Details, details…A cool cup of steaming tea
Writers are always taught to show, not tell. A good example of this is at the beginning of The Night Circus, the wonderful debut novel by Erin Morgenstern.
Early in the book, Prospero the Enchanter is called into his theater manager’s office, because a five-year old girl has been left for him, brought in by a lawyer along with her mother’s suicide note. Other than being told that her eyes are a smaller, wider version of Prospero’s, we know little about the girl. She is left alone with a cup of tea, awaiting the magician. An odd situation to be sure, and one that makes the reader want to learn more.
The scene is set. Prospero sees the girl, reads the letter and realizes she’s the daughter he never knew. A lesser writer may have given us details about each of their reactions—he winced, she shed tears or snarled at him etc. But this author shows us so much more about their relationship with a simple cup of tea.
“The girl looks up at him again.
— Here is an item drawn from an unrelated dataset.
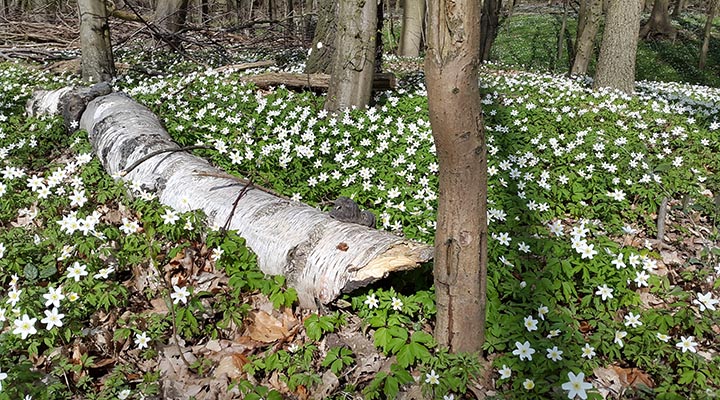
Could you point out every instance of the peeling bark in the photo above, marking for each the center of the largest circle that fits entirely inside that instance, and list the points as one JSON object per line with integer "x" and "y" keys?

Dark eyes narrow beneath her curls.
The teacup on the desk begins to shake. Ripples disrupt the calm surface as cracks tremble across the glaze, and then it collapses in shards of flowered porcelain. Cold tea pools in the saucer and drips onto the floor, leaving sticky trails along the polished wood.
The magician’s smile vanishes. He glances back at the desk with a frown, and the spilled tea begins seeping back up from the floor. The cracked and broken pieces stand and re-form themselves around the liquid until the cup sits complete once more, soft swirls of steam rising into the air.
The girl stares at the teacup, her eyes wide.”
Character established. Relationship defined. Mission accomplished.